NLRB v. Sears, Roebuck & Co., 421 U.S. 132, 149 (1975). Thus, in
order to qualify for Exemption 5 privilege, the agency must: (1)
meet the threshold requirement that the disputed documents be
“intra-agency or interagency,” and (2) establish that they are
covered by a common law or statutory privilege that would exempt
35
them from civil discovery. Dow Jones & Co. v. Dep’t of Justice,
917 F.2d 571, 573–74 (D.C. Cir. 1990).
Under the “consultant corollary,” however, agencies retain
the ability to seek advice from bodies outside the executive,
where for the purpose of providing that advice, they are treated
as agency employees and thus satisfy the threshold requirement.
McKinley v. Bd. of Governors of the Fed. Reserve Sys., 647 F.3d
331, 336 (D.C. Cir. 2011). For an outside party to fall within
the consultant corollary exception to the Exemption 5 threshold
requirement, there are two pivotal conditions: (1) the outside
party cannot provide self- interested advice to the agency, and
(2) the agency must have solicited the advice from the party.

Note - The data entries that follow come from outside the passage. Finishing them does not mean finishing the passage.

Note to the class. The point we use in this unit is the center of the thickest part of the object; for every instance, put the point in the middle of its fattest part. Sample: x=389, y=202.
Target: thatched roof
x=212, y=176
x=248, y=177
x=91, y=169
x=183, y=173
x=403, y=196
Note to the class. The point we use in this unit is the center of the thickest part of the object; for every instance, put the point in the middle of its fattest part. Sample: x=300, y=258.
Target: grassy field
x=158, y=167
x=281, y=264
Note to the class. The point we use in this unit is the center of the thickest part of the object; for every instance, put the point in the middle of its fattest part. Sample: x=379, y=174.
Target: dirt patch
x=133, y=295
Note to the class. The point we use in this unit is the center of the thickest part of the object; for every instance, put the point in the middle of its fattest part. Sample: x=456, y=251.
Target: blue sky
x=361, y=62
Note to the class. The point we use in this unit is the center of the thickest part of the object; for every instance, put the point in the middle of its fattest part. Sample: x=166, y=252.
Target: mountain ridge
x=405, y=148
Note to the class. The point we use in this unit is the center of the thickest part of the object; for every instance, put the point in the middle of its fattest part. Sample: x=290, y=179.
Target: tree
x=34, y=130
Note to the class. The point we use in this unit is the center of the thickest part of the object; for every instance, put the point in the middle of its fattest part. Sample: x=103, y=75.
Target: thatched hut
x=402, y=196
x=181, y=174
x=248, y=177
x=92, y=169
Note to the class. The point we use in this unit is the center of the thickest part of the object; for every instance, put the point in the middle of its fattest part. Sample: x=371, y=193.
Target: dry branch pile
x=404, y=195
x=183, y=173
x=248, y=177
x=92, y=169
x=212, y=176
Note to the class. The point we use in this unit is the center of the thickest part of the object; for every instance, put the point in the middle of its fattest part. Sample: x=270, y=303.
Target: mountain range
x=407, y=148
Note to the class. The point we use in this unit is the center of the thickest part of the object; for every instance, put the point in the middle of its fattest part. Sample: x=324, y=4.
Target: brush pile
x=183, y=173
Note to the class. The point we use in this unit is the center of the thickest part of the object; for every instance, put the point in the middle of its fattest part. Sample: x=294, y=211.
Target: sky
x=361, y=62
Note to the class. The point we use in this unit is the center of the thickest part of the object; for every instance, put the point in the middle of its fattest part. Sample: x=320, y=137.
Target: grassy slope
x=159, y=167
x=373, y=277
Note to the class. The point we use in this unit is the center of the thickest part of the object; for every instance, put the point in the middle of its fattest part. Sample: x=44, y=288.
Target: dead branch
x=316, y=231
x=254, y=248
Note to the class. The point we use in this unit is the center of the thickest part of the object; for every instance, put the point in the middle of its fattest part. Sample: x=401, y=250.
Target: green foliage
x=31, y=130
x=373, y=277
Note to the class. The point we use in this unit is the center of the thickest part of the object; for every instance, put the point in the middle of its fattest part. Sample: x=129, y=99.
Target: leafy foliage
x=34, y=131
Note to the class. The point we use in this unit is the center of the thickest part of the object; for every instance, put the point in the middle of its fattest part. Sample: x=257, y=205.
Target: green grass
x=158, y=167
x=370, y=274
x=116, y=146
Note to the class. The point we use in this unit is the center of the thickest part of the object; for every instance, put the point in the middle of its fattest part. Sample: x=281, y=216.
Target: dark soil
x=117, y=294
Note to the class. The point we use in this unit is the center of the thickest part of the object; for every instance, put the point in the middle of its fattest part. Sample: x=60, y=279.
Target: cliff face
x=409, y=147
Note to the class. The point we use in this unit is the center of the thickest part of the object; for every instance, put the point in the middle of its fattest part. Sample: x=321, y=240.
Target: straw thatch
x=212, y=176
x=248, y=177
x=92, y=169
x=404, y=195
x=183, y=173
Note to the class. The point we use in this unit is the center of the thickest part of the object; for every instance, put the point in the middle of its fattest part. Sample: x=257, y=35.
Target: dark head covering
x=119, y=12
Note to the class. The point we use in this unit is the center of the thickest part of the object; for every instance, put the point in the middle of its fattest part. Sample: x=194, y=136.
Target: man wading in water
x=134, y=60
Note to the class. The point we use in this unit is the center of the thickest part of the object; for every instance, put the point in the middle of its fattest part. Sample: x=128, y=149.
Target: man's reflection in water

See Dep’t of Interior v. Klamath Water Users Protective Ass’n,
532 U.S. 1, 10–11 (2001); Nat’l Inst. Military Justice v. U.S.
Dep’t of Defense (“NIMJ”), 512 F.3d 677, 680 (D.C. Cir. 2008).
In particular, “communication that aids the agency’s
deliberative process [may] be protected as ‘intra-agency’” under
Exemption 5. Judicial Watch, Inc. v. DOT, 950 F. Supp. 2d 213,
218 (D.D.C. 2013); see also NIMJ, 512 F.3d at 681. Although the
Court of Appeals for the District of Columbia Circuit (“D.C.
Circuit”) has held that Congress is not an “agency” within the
meaning of FOIA, Dow Jones & Co, Inc., 917 F.2d at 574;
“communications between an agency and Congress [sh]ould receive
protection as intra-agency memoranda if they were ‘part and
36
parcel of the agency’s deliberative process.’” Rockwell Int’l
Corp. v. DOJ, 235 F.3d 598, 604 (D.C. Cir. 2001) (quoting Dow
Jones, 917 F.2d at 573–75).
a. The Documents Are Intra-Agency Records
i. Congress was Not Acting in Its Self-Interest
Magistrate Judge Robinson finds that in this Court, “the
relevant inquiry is not whether the party was simply self-
interested, but whether the advice provided by the consultant
conflicts with the agency’s ability to advance its own
interests.” MSJ R. & R., ECF No. 49 at 16. She concludes that
Congress’ members’ interests in the documents at issue are not
“adverse to the interests of the government, they are the
interests of the government” since Congress was providing advice
“in the interest of the American people” rather than its own
self-interest. Id. Plaintiff objects that Magistrate Judge
Robinson’s approach, which it perceives as “requiring a FOIA
requester to demonstrate that an outside consultant was acting
‘adverse to its competitors’ or ‘adverse to the government,’”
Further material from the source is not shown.